Les moines de Tibhirine, Camille Claudel, Dostoievski, Sade, Arletty, Oppenheimer
publié par Claire, le mardi 9 juin 2009
| Les passions interdites de Blanche de Richemont
Ce court recueil se lit par petites bouchées ou avidement selon votre caractère ! j’ai trouvé cette lecture "tonifiante" et Blanche de Richemont arrive en quelques pages à saisir "l’immense énergie spirituelle et physique" déployée par des hommes et des femmes telle que Camille Claudel, Dostoïevski ou les moines de Tibhirine. Elle-même séduite par l’immensité du désert et du silence, Blanche de Richemont nous parle d’un monde que nous côtoyons mais que nous refusons parfois |
N’est-ce pas cette folie qui manque à notre société ? Cet engagement absolu qui donne à la vie une force incomparable.
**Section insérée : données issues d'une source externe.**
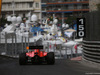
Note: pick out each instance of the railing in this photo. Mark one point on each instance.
(6, 1)
(13, 45)
(91, 50)
(49, 1)
(17, 9)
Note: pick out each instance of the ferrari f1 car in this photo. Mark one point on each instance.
(36, 54)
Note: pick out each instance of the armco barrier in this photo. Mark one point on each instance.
(91, 51)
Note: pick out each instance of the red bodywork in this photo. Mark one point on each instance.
(36, 52)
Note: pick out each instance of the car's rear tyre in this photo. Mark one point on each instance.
(22, 59)
(51, 58)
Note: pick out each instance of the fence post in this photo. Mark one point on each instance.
(66, 52)
(28, 40)
(22, 43)
(5, 42)
(25, 43)
(12, 44)
(0, 37)
(15, 44)
(71, 51)
(60, 51)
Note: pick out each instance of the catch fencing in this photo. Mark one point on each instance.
(13, 45)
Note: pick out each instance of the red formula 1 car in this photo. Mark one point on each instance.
(36, 54)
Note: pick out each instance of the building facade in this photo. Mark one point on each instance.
(93, 4)
(21, 7)
(64, 8)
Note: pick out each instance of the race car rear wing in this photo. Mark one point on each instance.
(34, 47)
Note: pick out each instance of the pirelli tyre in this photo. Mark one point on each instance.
(51, 58)
(22, 59)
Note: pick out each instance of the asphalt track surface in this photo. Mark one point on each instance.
(9, 66)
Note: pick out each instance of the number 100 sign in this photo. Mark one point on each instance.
(81, 27)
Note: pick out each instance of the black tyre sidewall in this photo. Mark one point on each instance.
(22, 59)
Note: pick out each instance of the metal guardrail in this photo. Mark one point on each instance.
(91, 50)
(14, 47)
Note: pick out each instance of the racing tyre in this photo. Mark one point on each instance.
(50, 58)
(22, 59)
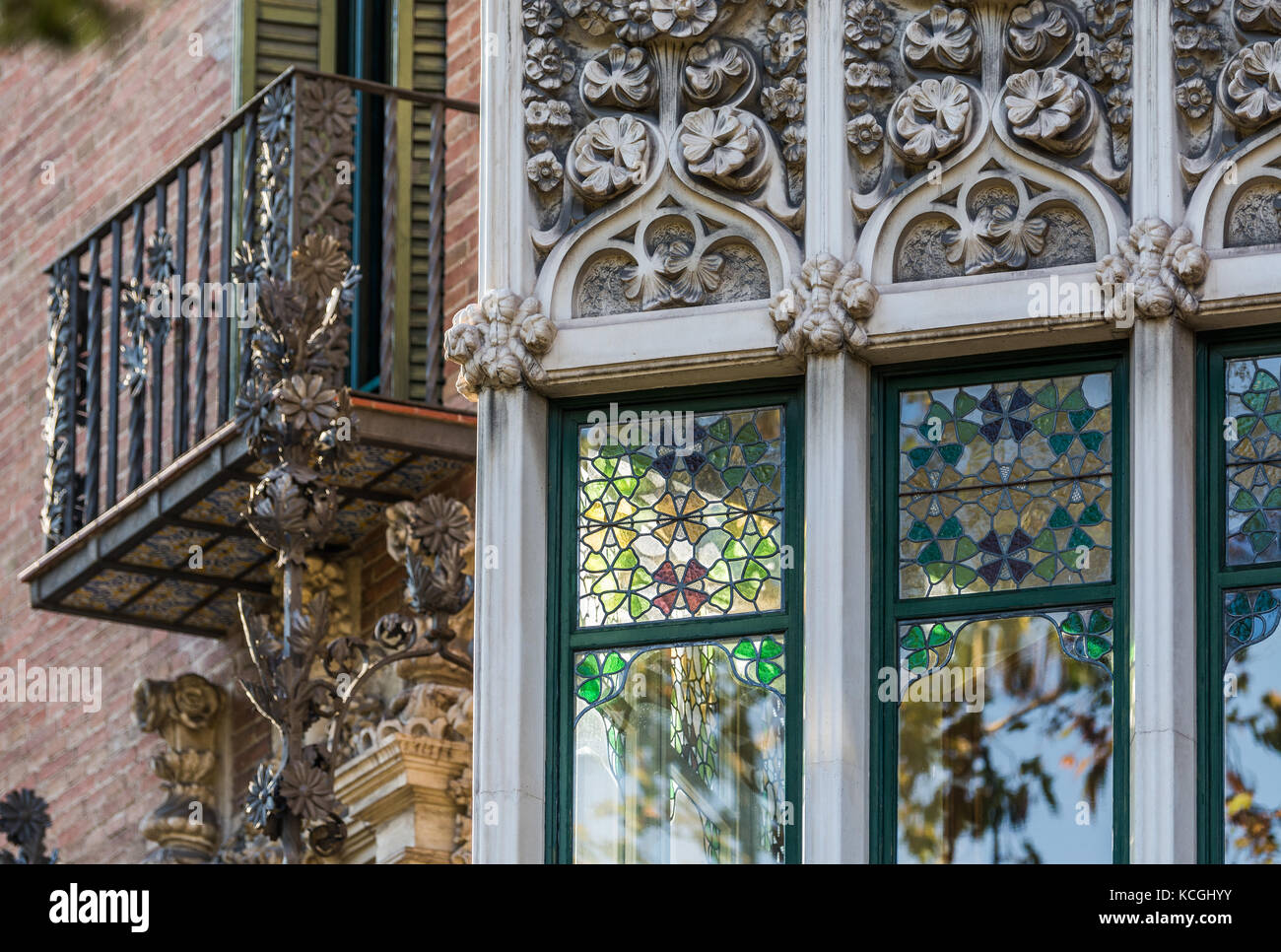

A la fois passivité ( passion, du latin patior : souffrir, éprouver, endurer ) et immense énergie, des vies comme celles des moines de Tibhirine ou d’Isabelle Heberhardt rompent et font scandale. Le désir d’exigence et d’absolu qui les caractérisent semblent ne pas avoir sa place dans notre société civilisée. A contre courant, elles gênent, dérangent, leur expression devient interdite.
Ces vies ( pour certaines ) peuvent-être source d’admiration, dans tous les cas elles ne peuvent laisser indifférents. En effet je reprocherai à Blanche de Richemont de ne pas assez différencier les passions qui tournent les hommes vers les autres ou vers le dépassement de soi, de celles qui l’abaissent et qui s’apparentent à des convoitises destructrices. La problématique de ce recueil est d’explorer des existences extrêmes sans apporter de jugement. L’approche est sociologique, c’est très réussi, mais gardons notre esprit critique pour voir ce qui distingue les moines de Tibhirine de Sade !
Les artistes maudits, Camille Claudel et Diane Arbus ; les êtres de foi,
les moines de Tibhirine et Aung San Suu Kyi ; les aventuriers solitaires,
Isabelle Heberhardt et Reinhold Messner ; les chercheurs acharnés, Galilée et Oppenheimer ; les grands libertins, Sade et Gabriel Matzneff ; les joueurs affamés, Dostoïevski et Stu Ungar ; les amoureux déchirés, Arletty, Gabrielle Russier, Rimbaud et Verlaine ; tous ces passionnées ont marqué leur temps.
Tous ont vécu plus fort, plus haut. Tous ont brisé les lois des hommes et de la nature. Tous ont connu la chute. Ces pages tentent de mettre en lumière le combat, l’isolement, la grâce, le bonheur incompris de ces êtres incandescents.
Blanche de Richemont s’interroge sur ces destins brisés et ces vies hors du
commun et tente de répondre à cette question : qu’est-ce que vivre dans le feu ?
Après un DEA de Philosophie de l’art, Blanche de Richemont s’est consacrée à l’écriture et aux voyages. Elle est l’auteur de deux essais aux Presses de la Renaissance, Eloge du désert et Eloge du désir ; ainsi que d’un roman chez Robert Laffont, Pourquoi pas le silence.